The Defense POW/MIA Accounting Agency announced today
that U.S. Marine Corps Pfc. Edgar R. Norcross, 18, of Manchester, New
Hampshire, killed during World War II, was accounted for on June 12,
2025.
Norcross’s family recently received their full briefing on is
identification, therefore, additional details on his identification can
be shared.
In the spring of 1945, Norcross was assigned to Marine Torpedo Bombing
Squadron, 232 Marine Air Group 45, 4th Marine Air Wing, Air Defense
Command on Ulithi in the Caroline Islands of the western Pacific Ocean.
On. March 16, he was the radio gunner on a TBM-3 Avenger aircraft.
During a glide bombing attack on Yap Airfield, the aircraft crashed on
Yap Island in what is the modern-day Federated States of Micronesia. The
crew, including Norcross, did not survive the crash. The Marine Corps
reported him killed in action and his remains were declared
non-recoverable.
On Jan. 13, 1946, Commander Task Unit 94.3.3 from the U.S. Navy located
an Avenger crash site where two crew members had been buried in a
shallow grave by the Japanese. The two were exhumed, reburied in deeper
graves, and marked with white crosses inscribed with "Unknown American
Flier, Died in the service of his country.”
American Graves Registration Service personnel returned to Yap in
February 1947 for further search and recovery operations. They recovered
10 sets of remains from various locations on the island and
consolidated near the town of Colonia where they were reburied. The two
sets of remains from the Avenger crash were buried together in Grave 7.

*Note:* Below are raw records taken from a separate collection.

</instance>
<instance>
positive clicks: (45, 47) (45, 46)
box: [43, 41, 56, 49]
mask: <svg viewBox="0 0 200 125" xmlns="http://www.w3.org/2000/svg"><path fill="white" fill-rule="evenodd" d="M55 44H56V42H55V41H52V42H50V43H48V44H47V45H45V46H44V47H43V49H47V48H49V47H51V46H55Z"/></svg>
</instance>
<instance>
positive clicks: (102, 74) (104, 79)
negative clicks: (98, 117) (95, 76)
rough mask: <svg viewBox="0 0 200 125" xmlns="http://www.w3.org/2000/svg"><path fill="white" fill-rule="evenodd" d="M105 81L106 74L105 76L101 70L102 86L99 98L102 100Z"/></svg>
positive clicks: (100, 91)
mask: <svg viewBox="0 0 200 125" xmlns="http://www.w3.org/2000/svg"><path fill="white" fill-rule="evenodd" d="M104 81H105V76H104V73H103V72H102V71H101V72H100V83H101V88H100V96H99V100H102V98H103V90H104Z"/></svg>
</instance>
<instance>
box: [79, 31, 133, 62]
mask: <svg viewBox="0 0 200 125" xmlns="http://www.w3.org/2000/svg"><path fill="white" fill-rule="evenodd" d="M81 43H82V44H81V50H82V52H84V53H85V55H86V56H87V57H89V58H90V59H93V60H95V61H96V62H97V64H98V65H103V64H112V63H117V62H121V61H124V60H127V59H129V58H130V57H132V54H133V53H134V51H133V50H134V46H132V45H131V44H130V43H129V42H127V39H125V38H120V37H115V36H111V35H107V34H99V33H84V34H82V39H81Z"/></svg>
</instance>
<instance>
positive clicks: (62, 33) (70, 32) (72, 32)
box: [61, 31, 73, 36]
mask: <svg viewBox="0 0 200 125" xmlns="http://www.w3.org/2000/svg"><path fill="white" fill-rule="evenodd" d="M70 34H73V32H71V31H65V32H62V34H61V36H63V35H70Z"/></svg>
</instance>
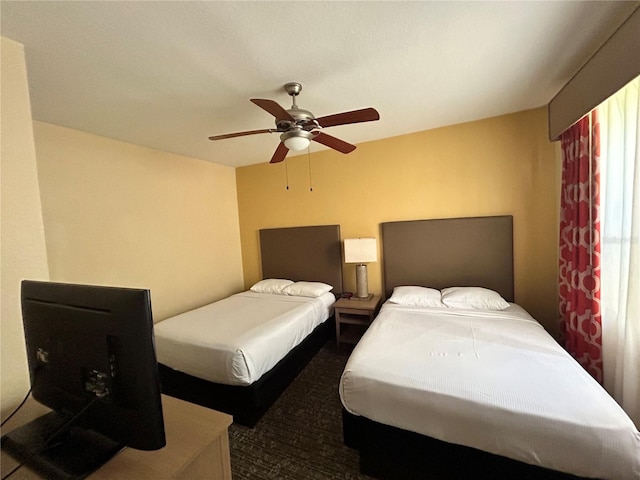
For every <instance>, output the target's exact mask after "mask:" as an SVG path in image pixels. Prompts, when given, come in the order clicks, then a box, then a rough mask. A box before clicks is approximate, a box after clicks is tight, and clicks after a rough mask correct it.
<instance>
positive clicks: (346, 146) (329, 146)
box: [312, 132, 356, 153]
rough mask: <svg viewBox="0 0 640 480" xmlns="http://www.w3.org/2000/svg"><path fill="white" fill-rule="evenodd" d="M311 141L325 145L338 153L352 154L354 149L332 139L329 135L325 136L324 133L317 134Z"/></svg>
mask: <svg viewBox="0 0 640 480" xmlns="http://www.w3.org/2000/svg"><path fill="white" fill-rule="evenodd" d="M312 140H313V141H315V142H318V143H321V144H323V145H326V146H327V147H330V148H333V149H334V150H337V151H339V152H340V153H349V152H353V151H354V150H355V149H356V146H355V145H351V144H350V143H347V142H345V141H343V140H340V139H339V138H336V137H332V136H331V135H327V134H326V133H324V132H318V133H316V134H315V135H314V137H313V139H312Z"/></svg>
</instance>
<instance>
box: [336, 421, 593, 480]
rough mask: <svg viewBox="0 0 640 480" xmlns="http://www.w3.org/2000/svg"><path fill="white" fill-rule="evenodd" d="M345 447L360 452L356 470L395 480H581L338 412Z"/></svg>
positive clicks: (579, 478)
mask: <svg viewBox="0 0 640 480" xmlns="http://www.w3.org/2000/svg"><path fill="white" fill-rule="evenodd" d="M342 430H343V435H344V443H345V444H346V445H347V446H349V447H351V448H355V449H357V450H358V451H359V453H360V471H361V472H362V473H363V474H365V475H370V476H372V477H375V478H380V479H385V480H386V479H389V480H400V479H412V480H413V479H416V478H430V479H437V480H445V479H446V480H454V479H455V480H460V479H467V478H468V479H474V480H481V479H482V480H495V479H497V478H500V479H505V480H586V479H581V477H576V476H574V475H569V474H565V473H561V472H556V471H554V470H548V469H545V468H541V467H536V466H533V465H528V464H526V463H522V462H518V461H515V460H511V459H509V458H506V457H502V456H499V455H493V454H490V453H487V452H483V451H480V450H477V449H475V448H469V447H464V446H461V445H454V444H451V443H446V442H443V441H440V440H436V439H434V438H431V437H427V436H424V435H419V434H417V433H414V432H408V431H406V430H401V429H399V428H395V427H391V426H388V425H383V424H381V423H377V422H374V421H372V420H369V419H367V418H364V417H359V416H356V415H352V414H350V413H349V412H347V411H346V410H344V409H343V411H342Z"/></svg>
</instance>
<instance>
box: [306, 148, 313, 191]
mask: <svg viewBox="0 0 640 480" xmlns="http://www.w3.org/2000/svg"><path fill="white" fill-rule="evenodd" d="M307 161H308V163H309V191H310V192H313V183H312V181H311V153H310V152H309V147H307Z"/></svg>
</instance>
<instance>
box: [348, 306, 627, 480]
mask: <svg viewBox="0 0 640 480" xmlns="http://www.w3.org/2000/svg"><path fill="white" fill-rule="evenodd" d="M340 396H341V399H342V403H343V405H344V406H345V408H346V409H347V410H348V411H349V412H351V413H353V414H357V415H362V416H365V417H367V418H369V419H371V420H374V421H377V422H379V423H383V424H387V425H392V426H395V427H399V428H402V429H404V430H411V431H414V432H418V433H421V434H424V435H428V436H431V437H434V438H437V439H439V440H444V441H447V442H450V443H455V444H460V445H466V446H470V447H475V448H478V449H481V450H484V451H488V452H491V453H495V454H499V455H503V456H506V457H510V458H513V459H516V460H519V461H522V462H525V463H529V464H533V465H540V466H544V467H546V468H550V469H554V470H559V471H563V472H568V473H572V474H574V475H578V476H583V477H591V478H602V479H607V480H608V479H611V480H614V479H616V480H639V479H640V433H638V430H637V429H636V428H635V426H634V425H633V423H632V421H631V420H630V419H629V417H628V416H627V415H626V414H625V413H624V411H623V410H622V409H621V408H620V407H619V406H618V404H617V403H616V402H615V401H614V400H613V399H612V398H611V397H610V396H609V395H608V394H607V393H606V391H605V390H604V389H603V388H602V387H601V386H600V385H599V384H598V383H597V382H596V381H595V380H593V378H592V377H591V376H590V375H589V374H588V373H587V372H586V371H585V370H584V369H583V368H582V367H581V366H580V365H579V364H578V363H577V362H576V361H575V360H574V359H573V358H572V357H571V356H570V355H569V354H568V353H566V352H565V351H564V350H563V349H562V348H561V347H560V346H559V345H558V344H557V343H556V342H555V341H554V340H553V338H552V337H551V336H550V335H549V334H548V333H546V331H545V330H544V328H543V327H542V326H541V325H540V324H539V323H537V322H536V321H535V320H534V319H533V318H532V317H531V316H530V315H529V314H528V313H527V312H525V311H524V310H523V309H522V308H520V307H518V306H517V305H513V304H512V306H510V307H509V308H508V309H506V310H504V311H501V312H478V311H462V310H454V309H434V308H431V309H429V308H419V307H406V306H400V305H393V304H390V303H386V304H385V305H384V306H383V308H382V309H381V312H380V314H379V316H378V317H377V318H376V319H375V320H374V322H373V323H372V325H371V326H370V327H369V329H368V330H367V332H366V333H365V335H364V336H363V338H362V339H361V340H360V342H359V343H358V345H357V346H356V348H355V349H354V351H353V353H352V355H351V357H350V358H349V361H348V363H347V365H346V367H345V370H344V373H343V375H342V379H341V382H340Z"/></svg>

In May 1947, they were exhumed and sent to the AGRS Mausoleum in Manila,
Philippines. One set of remains was identified. The other was
designated Unknown X-398 and buried at what is now Manila American
Cemetery and Memorial.
In 2011, an investigation team from the Joint POW/MIA Accounting
Command, a DPAA predecessor, spent 21 days on Yap investigating leads.

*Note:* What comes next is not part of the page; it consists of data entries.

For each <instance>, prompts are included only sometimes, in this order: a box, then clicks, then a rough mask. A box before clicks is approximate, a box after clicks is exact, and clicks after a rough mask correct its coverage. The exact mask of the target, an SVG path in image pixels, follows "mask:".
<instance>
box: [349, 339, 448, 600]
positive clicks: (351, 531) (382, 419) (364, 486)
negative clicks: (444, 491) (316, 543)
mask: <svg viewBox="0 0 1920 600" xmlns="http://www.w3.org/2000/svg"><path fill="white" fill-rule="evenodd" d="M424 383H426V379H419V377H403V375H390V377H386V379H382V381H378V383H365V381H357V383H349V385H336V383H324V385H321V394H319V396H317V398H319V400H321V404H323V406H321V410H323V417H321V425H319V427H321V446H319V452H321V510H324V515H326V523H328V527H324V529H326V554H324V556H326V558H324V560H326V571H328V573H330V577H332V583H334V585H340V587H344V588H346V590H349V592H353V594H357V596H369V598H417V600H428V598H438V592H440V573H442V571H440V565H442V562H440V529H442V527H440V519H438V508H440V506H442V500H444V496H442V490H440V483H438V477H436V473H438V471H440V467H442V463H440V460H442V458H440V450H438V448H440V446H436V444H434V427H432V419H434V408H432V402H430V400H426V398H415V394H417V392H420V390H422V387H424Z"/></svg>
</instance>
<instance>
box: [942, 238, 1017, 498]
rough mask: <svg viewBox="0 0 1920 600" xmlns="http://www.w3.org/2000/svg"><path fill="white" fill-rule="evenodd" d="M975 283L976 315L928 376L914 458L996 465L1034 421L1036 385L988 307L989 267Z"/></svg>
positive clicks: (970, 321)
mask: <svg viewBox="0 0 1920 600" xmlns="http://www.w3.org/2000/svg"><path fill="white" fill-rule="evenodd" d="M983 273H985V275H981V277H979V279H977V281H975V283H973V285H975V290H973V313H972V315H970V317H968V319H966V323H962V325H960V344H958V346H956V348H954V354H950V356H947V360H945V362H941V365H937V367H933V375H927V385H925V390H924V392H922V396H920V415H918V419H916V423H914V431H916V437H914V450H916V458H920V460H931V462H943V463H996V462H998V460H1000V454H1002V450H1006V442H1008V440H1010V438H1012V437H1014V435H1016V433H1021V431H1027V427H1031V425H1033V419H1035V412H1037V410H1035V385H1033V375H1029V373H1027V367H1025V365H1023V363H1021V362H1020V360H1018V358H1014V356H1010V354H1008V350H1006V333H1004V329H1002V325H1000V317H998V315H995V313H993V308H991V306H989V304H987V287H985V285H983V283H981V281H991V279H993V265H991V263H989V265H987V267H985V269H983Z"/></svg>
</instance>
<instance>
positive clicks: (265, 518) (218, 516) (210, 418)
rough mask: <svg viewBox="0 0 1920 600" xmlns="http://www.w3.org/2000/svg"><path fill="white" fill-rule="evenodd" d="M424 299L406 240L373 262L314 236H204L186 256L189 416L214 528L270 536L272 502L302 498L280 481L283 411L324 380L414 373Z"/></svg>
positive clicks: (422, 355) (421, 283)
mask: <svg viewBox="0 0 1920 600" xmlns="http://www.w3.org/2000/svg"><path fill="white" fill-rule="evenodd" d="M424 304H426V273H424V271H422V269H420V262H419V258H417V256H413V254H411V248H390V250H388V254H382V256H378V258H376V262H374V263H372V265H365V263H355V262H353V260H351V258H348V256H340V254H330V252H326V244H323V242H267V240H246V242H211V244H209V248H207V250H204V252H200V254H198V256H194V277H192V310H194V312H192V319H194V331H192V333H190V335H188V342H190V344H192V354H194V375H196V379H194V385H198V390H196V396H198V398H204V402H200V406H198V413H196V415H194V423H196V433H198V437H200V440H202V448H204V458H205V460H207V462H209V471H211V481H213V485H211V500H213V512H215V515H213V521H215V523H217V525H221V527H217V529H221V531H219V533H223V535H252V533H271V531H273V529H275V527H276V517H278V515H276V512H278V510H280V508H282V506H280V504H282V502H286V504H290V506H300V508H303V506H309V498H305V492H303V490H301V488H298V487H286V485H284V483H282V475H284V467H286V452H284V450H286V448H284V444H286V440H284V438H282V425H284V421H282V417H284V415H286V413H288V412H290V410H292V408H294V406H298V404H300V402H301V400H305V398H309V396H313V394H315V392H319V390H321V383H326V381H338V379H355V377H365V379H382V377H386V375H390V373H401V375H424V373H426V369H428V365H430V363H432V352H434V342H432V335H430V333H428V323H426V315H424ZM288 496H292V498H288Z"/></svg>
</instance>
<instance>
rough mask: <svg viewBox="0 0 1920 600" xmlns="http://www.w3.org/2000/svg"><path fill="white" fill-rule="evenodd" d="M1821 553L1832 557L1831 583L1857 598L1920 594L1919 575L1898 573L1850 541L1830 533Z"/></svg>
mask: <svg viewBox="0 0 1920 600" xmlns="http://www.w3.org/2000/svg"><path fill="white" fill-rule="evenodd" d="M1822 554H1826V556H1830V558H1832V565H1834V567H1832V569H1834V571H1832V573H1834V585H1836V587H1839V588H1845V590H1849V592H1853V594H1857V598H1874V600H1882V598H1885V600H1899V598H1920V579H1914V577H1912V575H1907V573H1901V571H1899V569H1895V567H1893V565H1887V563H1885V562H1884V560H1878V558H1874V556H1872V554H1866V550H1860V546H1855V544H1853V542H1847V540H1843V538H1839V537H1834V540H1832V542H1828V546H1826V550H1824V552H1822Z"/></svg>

They were shown a piece of an TBM Avenger wing by locals, but were not
permitted to access the location where the wing was originally found.
Because the original crash site was never accessible, DPAA instead
reviewed the records of Unknowns from Yap and determined X-398 could
possibly be Norcross. X-398 was disinterred from MACM on Dec. 11, 2020,
and transferred to the DPAA Laboratory for scientific analysis.

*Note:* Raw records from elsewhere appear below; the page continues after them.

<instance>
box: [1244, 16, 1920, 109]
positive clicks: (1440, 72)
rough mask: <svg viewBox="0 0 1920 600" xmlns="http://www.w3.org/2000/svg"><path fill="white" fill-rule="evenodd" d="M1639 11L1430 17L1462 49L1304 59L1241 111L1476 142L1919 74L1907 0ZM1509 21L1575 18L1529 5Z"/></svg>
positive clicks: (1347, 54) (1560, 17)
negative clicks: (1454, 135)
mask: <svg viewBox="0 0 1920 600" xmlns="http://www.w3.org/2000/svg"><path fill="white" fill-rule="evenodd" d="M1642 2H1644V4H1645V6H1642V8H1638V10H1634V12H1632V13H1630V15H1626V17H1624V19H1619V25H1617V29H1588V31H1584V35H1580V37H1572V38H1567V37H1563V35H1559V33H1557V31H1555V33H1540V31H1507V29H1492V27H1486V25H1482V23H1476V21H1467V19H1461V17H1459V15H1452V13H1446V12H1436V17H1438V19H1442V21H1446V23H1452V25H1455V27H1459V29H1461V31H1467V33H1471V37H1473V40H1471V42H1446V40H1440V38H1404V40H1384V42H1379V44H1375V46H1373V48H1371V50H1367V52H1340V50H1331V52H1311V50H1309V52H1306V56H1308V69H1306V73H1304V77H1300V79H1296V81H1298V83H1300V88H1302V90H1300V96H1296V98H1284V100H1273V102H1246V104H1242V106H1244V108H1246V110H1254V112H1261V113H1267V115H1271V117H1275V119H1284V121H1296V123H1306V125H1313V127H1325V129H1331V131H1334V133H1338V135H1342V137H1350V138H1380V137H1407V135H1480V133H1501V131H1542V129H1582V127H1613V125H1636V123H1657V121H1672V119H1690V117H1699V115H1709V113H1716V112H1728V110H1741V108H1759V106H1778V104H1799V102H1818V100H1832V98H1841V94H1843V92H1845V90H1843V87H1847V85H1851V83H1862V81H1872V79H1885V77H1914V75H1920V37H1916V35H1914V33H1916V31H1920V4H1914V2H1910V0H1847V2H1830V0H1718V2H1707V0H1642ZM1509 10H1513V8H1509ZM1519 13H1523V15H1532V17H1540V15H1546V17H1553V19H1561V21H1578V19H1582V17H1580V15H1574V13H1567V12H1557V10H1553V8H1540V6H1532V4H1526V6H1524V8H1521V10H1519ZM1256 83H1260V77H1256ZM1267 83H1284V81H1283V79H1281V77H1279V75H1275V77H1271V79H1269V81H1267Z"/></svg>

To identify Norcross’s remains, scientists from DPAA used
anthropological and radio isotope analysis, as well as circumstantial
evidence. Additionally, scientists from the Armed Forces Medical Examiner System used mitochondrial DNA and mitochondrial genome sequencing data analysis.
Norcross’s name is recorded in the Tablets of the Missing at the Manila
American Cemetery and Memorial, along with the others who are missing
from WWII. A rosette will be placed next to his name to indicate he has
been accounted for.
Norcross will be buried in Boscawen, New Hampshire, on July 7, 2026.